A Bloomberg survey expected private employers to add 113,000 jobs in June. Private employers added a revised 57,000 jobs in May, up from the previously released 55,000, after adding 32,000 jobs in April.
Although June's gain means the private sector has added jobs for five consecutive months, the pace has been modest -- an average monthly increase of just 34,000 jobs, with ADP adding that "private employment may have decelerated heading into summer."
"The slow pace of improvement from February through June is consistent with other publicly available data, including a pause in the decline of initial unemployment claims that occurred during the winter months," ADP said.
Where the Jobs Are -- and Aren't
In June, the job totals by business size (large, medium, small) were gains of 3,000 and 11,000, and a decrease 1,000, respectively.
One qualified bright spot in the June report was the construction sector, which lost "only" 35,000 jobs in June -- the smallest monthly decline since July 2008. Even so, the number of construction jobs lost since the January 2007 peak is now 2.23 million.
The services sector continued to rebound in June, adding 30,000 jobs, and manufacturing increased by 16,000 -- the latter's fifth straight monthly increase.
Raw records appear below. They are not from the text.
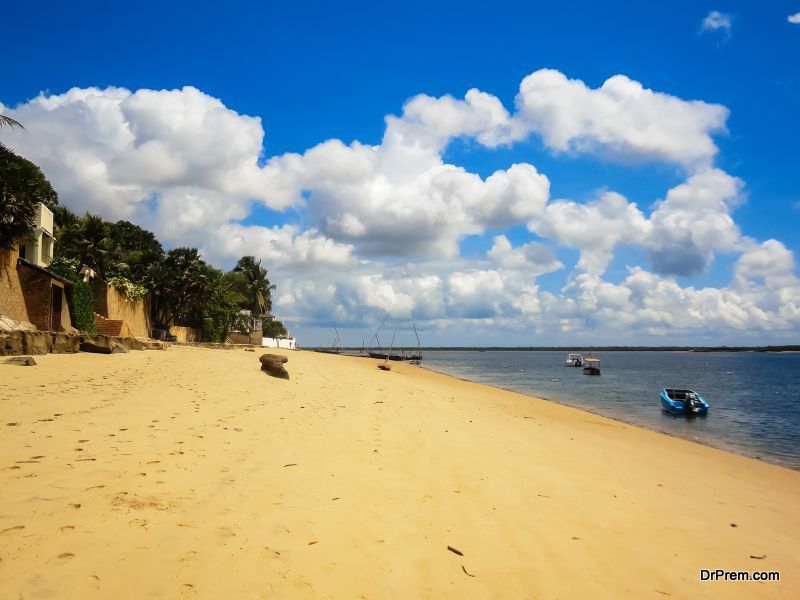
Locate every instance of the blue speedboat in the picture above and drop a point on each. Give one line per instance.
(683, 402)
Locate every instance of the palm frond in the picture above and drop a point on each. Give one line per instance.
(6, 121)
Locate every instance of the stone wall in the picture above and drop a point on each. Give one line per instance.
(134, 314)
(17, 343)
(12, 302)
(185, 334)
(111, 304)
(37, 294)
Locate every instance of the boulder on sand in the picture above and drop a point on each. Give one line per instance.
(273, 365)
(23, 361)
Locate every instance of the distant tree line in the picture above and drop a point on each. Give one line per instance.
(184, 289)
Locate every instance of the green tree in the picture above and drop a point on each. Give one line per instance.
(88, 241)
(132, 250)
(22, 187)
(6, 121)
(254, 285)
(273, 328)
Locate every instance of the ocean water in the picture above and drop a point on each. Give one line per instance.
(754, 398)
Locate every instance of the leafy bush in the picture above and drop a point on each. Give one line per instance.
(273, 328)
(22, 187)
(81, 301)
(65, 267)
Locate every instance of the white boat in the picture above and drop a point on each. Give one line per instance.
(574, 360)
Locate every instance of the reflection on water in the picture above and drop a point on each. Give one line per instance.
(753, 397)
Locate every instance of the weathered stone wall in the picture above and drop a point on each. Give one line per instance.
(111, 304)
(99, 294)
(185, 334)
(12, 302)
(17, 343)
(134, 314)
(37, 295)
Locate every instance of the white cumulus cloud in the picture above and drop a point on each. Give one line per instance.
(717, 21)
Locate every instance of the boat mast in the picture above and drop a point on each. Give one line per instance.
(419, 347)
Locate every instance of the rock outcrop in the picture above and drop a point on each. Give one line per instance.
(273, 365)
(22, 361)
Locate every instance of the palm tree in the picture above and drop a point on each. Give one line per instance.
(6, 121)
(87, 239)
(257, 288)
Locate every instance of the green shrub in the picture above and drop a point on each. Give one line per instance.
(132, 291)
(82, 304)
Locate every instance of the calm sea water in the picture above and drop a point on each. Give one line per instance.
(754, 398)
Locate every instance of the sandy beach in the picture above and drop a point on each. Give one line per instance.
(190, 473)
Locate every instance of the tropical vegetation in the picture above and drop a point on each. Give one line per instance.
(183, 288)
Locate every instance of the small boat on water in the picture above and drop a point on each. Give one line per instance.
(591, 366)
(386, 356)
(683, 402)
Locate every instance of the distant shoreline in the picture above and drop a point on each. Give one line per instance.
(790, 348)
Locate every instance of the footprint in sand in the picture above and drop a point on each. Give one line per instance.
(12, 529)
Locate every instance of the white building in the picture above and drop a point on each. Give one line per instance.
(39, 249)
(286, 343)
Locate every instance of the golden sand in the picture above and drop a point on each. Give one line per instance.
(190, 473)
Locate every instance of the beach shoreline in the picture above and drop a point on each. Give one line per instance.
(563, 402)
(190, 473)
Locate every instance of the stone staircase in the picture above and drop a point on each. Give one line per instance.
(107, 326)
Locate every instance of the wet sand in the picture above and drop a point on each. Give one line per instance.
(190, 473)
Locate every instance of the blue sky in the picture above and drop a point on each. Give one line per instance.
(316, 71)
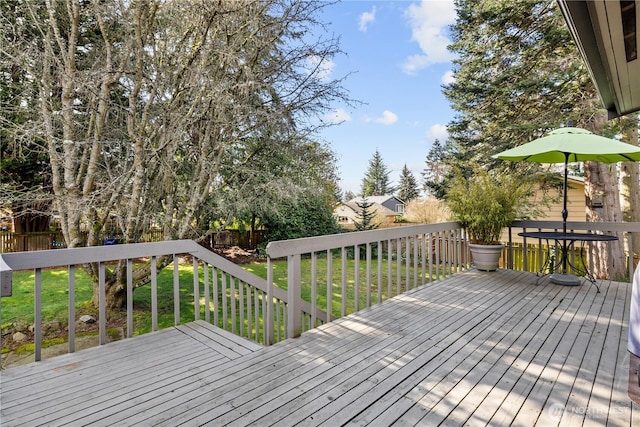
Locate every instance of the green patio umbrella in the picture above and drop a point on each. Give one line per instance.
(570, 145)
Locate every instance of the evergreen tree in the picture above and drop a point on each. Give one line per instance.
(517, 76)
(349, 195)
(435, 169)
(376, 182)
(366, 216)
(408, 189)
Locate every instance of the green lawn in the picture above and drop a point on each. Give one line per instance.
(19, 307)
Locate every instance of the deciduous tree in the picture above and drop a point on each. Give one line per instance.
(517, 76)
(376, 181)
(151, 112)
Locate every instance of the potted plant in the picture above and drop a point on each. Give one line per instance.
(484, 203)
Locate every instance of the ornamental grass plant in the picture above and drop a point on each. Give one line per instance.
(486, 202)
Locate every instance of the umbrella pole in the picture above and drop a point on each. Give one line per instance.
(565, 214)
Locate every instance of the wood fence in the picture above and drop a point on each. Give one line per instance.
(24, 242)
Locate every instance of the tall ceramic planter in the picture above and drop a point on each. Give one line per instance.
(485, 257)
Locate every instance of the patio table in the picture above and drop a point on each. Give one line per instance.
(566, 241)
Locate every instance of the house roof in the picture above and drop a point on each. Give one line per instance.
(605, 32)
(376, 207)
(375, 199)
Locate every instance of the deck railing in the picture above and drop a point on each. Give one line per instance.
(309, 281)
(224, 294)
(527, 254)
(350, 271)
(232, 298)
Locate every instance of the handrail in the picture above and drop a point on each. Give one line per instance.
(346, 272)
(229, 280)
(411, 256)
(622, 229)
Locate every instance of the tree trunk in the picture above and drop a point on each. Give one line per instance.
(605, 259)
(631, 183)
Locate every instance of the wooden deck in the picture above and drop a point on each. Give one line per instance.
(475, 349)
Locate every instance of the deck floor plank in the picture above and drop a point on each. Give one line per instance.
(475, 348)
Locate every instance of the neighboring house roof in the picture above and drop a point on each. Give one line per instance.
(606, 35)
(376, 207)
(389, 201)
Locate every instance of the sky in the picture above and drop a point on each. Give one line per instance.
(397, 52)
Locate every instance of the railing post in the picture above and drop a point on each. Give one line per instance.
(294, 275)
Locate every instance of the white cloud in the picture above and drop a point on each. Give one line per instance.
(338, 116)
(367, 18)
(323, 66)
(438, 132)
(429, 21)
(388, 118)
(448, 78)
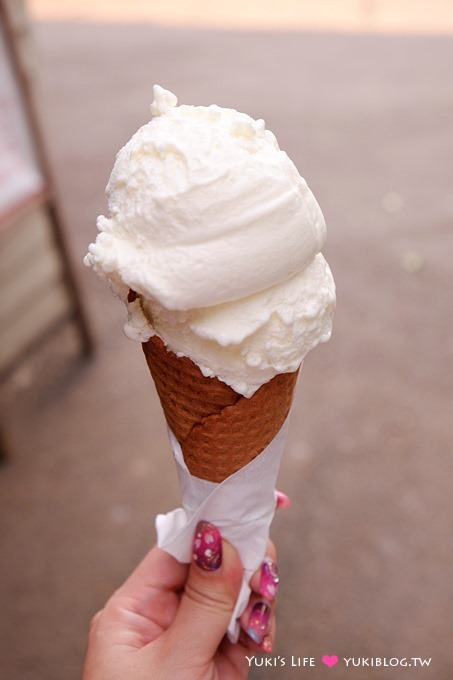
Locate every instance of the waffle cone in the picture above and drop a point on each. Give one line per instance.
(218, 429)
However, goods-producing companies lost 17,000 jobs, and financial services lost 10,000 jobs.
A Pause to Mild Uptrend?
The monthly job reports are key because job creation is positively correlated with corporate revenue and earning gains. And, in general, as corporate earnings go, so goes the U.S. stock market.
June's private employment report was a decided disappointment because it's saying the mild uptrend established in the first half of the year may have paused or ended. However, at this juncture investors shouldn't automatically conclude that the labor market is no longer is in recovery mode, based on June's data alone. Hiring could increase in the months ahead, if commercial conditions warrant it.
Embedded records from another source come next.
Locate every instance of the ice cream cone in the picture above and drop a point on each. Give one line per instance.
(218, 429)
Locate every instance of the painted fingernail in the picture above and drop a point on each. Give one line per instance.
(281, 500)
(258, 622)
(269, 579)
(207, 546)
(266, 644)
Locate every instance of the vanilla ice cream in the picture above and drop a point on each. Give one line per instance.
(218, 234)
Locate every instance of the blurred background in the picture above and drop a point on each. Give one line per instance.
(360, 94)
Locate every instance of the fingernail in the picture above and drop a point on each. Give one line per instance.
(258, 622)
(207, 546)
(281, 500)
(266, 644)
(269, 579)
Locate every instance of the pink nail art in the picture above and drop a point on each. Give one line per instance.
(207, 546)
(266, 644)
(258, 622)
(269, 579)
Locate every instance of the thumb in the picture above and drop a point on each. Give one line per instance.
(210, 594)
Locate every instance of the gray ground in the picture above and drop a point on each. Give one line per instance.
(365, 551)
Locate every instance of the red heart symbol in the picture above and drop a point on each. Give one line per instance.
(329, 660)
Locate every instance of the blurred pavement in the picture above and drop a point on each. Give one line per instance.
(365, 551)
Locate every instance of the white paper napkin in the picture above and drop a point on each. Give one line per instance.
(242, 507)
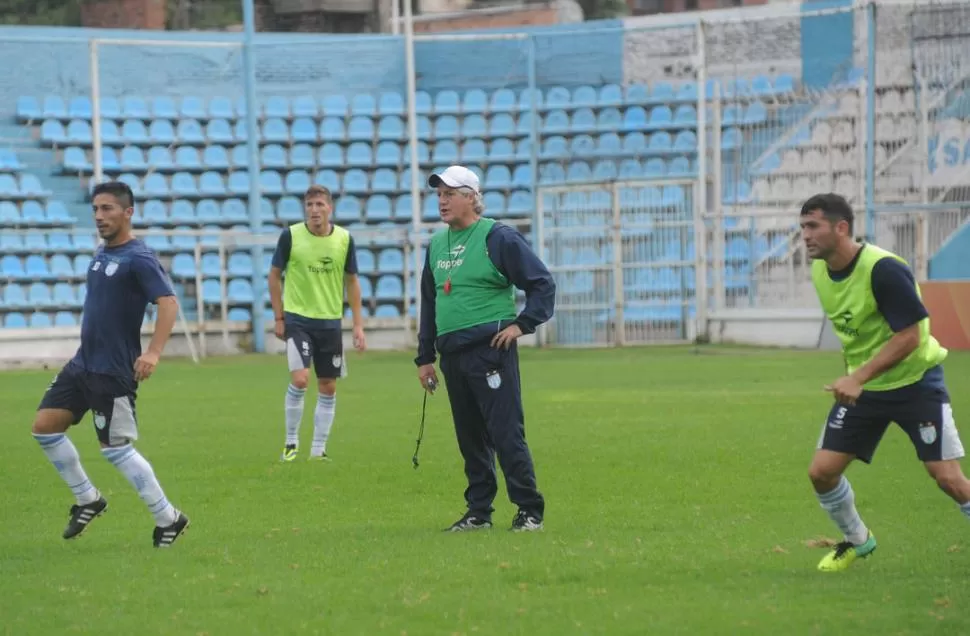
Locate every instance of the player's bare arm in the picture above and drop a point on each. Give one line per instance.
(354, 298)
(275, 284)
(167, 313)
One of the ironies of the U.S. economy is that as it becomes more productive per employee, it takes fewer and fewer employees to perform the same tasks. And this has the effect of reducing job gains -- lengthening the recovery time to full employment for the nation. That makes the task of policymakers and executives more difficult.
Even so, they must remain focused on job creation: The U.S. economy needs to create 150,000 to 200,000 jobs every month to both lower unemployment and advance the recovery to a self-sustaining expansion.